Le Vénérable W. : un documentaire choc de Barbet Schroeder sur la fabrique de la haine.
La Birmanie s’étale entre le Bangladesh, l’Inde, la Chine, le Laos, la Thaïlande et la mer du Bengale. Le pays est majoritairement bouddhiste, comme en témoignent les temples, les monastères et les stupas qui colorent le paysage. Depuis 1962, le pays vit sous la coupe d’une junte militaire, elle aussi largement acquise au haut clergé bouddhique dont elle suit les recommandations.
Tous les hommes du pays, une fois dans leur vie, sont censés vivre la rude vie de moine. En toge orange safran, ils se consacrent durant un temps donné à la prière et à la méditation, étudient les textes sacrés et subsistent grâce aux aumônes des croyants qui, pour se booster le karma, nourrissent les bonzes.
C’est dans ce contexte que la parole du « Vénérable » Ashin Wirathu (ci-contre à la une du magazine Time en juin 2013 – Photographie d’Adam Dean) a pris racine. À longueur de sermons, ce moine influent féru de politique professe, tout en sourire et en onctuosité, la haine des musulmans (il utilise pour ce faire le terme péjoratif de « kalar » qui n’a rien à envier aux termes de « nigger » ou de « inyenzi » utilisés respectivement par les ségrégationnistes pour désigner les Noirs aux USA ou pour dénigrer les Tutsis au Rwanda assimilés à des cancrelats avec les conséquences que l’on sait quant au génocide de 1994). À force de propagande et au moyen d’une rhétorique de l’injure, il distille ainsi sa croyance en une race supérieure et pure qui doit par exemple se protéger des mariages avec les Rohingya (ethnie musulmane installée au sud-ouest du pays, près de la frontière bengalie) et refuser de commercer avec eux. Car à l’en croire, les Rohingyas, qui représentent pourtant moins de 10% de la population birmane, menaceraient, de par leur taux de natalité et leurs pratiques entrepreneuriales, la stabilité du pays et le bien-être de la population bouddhiste. D’autres soulignent que la pression exercée à l’encontre des Rohingya du Sud-Ouest serait liée au sous-sol de cette région de la Birmanie qui regorge de pétrole.
Disposant de moyens importants, Wirathu multiplie ses harangues, diffuse livres, tracts et dvd, a créé un mouvement anti-musulman (969) qui a été interdit, puis une organisation du même tonneau (Ma Ba Tha) prônant la suprématie des bouddhistes sur les musulmans dans tous les domaines de la vie publique.

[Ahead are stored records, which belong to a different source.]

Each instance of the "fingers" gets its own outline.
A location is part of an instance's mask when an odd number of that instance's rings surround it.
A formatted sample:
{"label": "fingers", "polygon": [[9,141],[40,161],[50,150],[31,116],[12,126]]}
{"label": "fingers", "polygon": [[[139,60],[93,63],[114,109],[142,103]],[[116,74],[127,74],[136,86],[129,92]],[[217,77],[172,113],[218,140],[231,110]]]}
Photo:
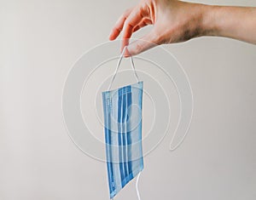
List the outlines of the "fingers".
{"label": "fingers", "polygon": [[141,28],[144,27],[148,25],[151,25],[151,24],[152,24],[151,20],[144,20],[142,22],[140,22],[137,26],[134,27],[133,32],[136,32],[137,31],[140,30]]}
{"label": "fingers", "polygon": [[143,37],[141,39],[131,43],[127,47],[127,51],[125,54],[125,57],[136,55],[145,50],[155,47],[159,44],[158,37],[159,37],[156,35],[156,33],[154,33],[154,31],[152,31],[151,32]]}
{"label": "fingers", "polygon": [[123,30],[121,50],[123,50],[125,46],[127,46],[129,44],[129,39],[133,33],[134,28],[138,26],[143,20],[143,16],[141,14],[140,10],[138,10],[137,9],[134,9],[127,17]]}
{"label": "fingers", "polygon": [[112,29],[110,35],[109,35],[109,40],[114,40],[120,34],[120,32],[123,30],[123,26],[125,24],[125,21],[126,18],[131,14],[132,9],[127,9],[122,16],[119,17],[119,19],[117,20],[116,24],[114,25],[113,28]]}

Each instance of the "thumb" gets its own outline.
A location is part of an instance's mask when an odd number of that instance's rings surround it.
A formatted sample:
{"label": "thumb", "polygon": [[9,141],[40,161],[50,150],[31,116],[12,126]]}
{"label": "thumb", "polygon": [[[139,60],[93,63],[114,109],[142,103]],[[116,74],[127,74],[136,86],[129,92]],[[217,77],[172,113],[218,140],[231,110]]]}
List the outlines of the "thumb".
{"label": "thumb", "polygon": [[131,43],[127,47],[127,51],[125,56],[129,57],[131,55],[136,55],[145,50],[155,47],[159,44],[159,41],[157,38],[158,36],[154,31],[150,31],[140,39]]}

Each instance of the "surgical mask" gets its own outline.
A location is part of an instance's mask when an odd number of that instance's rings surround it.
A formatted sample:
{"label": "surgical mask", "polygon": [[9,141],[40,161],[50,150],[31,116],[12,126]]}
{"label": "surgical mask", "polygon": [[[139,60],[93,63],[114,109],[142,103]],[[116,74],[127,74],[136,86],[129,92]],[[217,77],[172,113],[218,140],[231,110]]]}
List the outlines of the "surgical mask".
{"label": "surgical mask", "polygon": [[131,63],[137,83],[110,90],[126,47],[118,61],[108,91],[102,92],[107,169],[110,198],[143,169],[142,106],[143,82],[140,82],[132,57]]}

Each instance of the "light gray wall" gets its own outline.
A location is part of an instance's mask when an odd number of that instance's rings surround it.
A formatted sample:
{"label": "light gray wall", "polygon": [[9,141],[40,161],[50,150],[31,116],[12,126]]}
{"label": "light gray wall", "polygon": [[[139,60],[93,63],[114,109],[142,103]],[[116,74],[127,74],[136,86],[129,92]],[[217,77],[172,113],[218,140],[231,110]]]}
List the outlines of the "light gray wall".
{"label": "light gray wall", "polygon": [[[136,3],[0,1],[1,200],[108,199],[105,163],[68,137],[61,94],[75,60],[106,42],[117,18]],[[168,151],[170,134],[145,157],[142,199],[255,199],[256,47],[203,37],[166,48],[189,76],[194,117],[177,151]],[[132,181],[116,199],[136,198]]]}

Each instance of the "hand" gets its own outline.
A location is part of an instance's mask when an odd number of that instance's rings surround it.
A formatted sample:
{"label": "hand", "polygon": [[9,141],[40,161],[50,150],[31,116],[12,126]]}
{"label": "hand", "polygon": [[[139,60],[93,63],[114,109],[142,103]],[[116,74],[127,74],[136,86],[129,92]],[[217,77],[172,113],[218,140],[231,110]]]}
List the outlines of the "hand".
{"label": "hand", "polygon": [[149,33],[128,46],[125,56],[137,54],[155,45],[189,40],[201,35],[203,6],[177,0],[143,0],[124,13],[109,39],[114,40],[123,31],[123,49],[133,32],[154,25]]}

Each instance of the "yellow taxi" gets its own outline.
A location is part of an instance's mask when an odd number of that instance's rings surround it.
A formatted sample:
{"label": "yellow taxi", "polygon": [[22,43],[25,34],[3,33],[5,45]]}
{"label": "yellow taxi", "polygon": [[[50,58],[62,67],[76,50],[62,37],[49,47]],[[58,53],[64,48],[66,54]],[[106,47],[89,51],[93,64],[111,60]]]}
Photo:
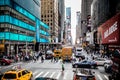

Ses théories favorisent la promulgation de lois inégalitaires (y compris depuis que le parti d’Aung San Suu Kyi a amorcé un virage démocratique), l’instauration d’un apartheid et la prolifération d’émeutes d’une violence inouïe entre les communautés religieuses bouddhiste et musulmane. Des villages sont brûlés, des populations (musulmanes mais néanmoins birmanes) sont déplacées, confinées dans des camps de réfugiés, exilées vers le Bangladesh voisin, dépossédées de leur terre, et dans les cas extrêmes lynchées par des foules fanatisées.
Avec force images d’archives d’une actualité « brûlante » et pour certaines particulièrement choquantes, Le vénérable W. décortique ainsi les processus idéologiques qui conduisent à la haine de l’autre et à des tentatives pour l’éradiquer, cet « autre », au nom de la « protection de la race », au prix d’un dévoiement de la philosophie fondamentale du Bouddha basée sur la compassion… et au bénéfice de quelques pontes au charisme certain adulés par une population en mal de guides spirituels qui ne sont pas sans rappeler les gourous maléfiques de L’Étreinte du serpent de Ciro Guerra (2015) ou de Chez nous de Lucas Belvaux (2016).
Le Vénérable W., documentaire franco-suisse de Barbet Schroeder – Sortie le 7 juin 2017 – Durée : 1h40 – Interdit aux moins de 12 ans – Nommé aux Séances spéciales du 70e festival de Cannes.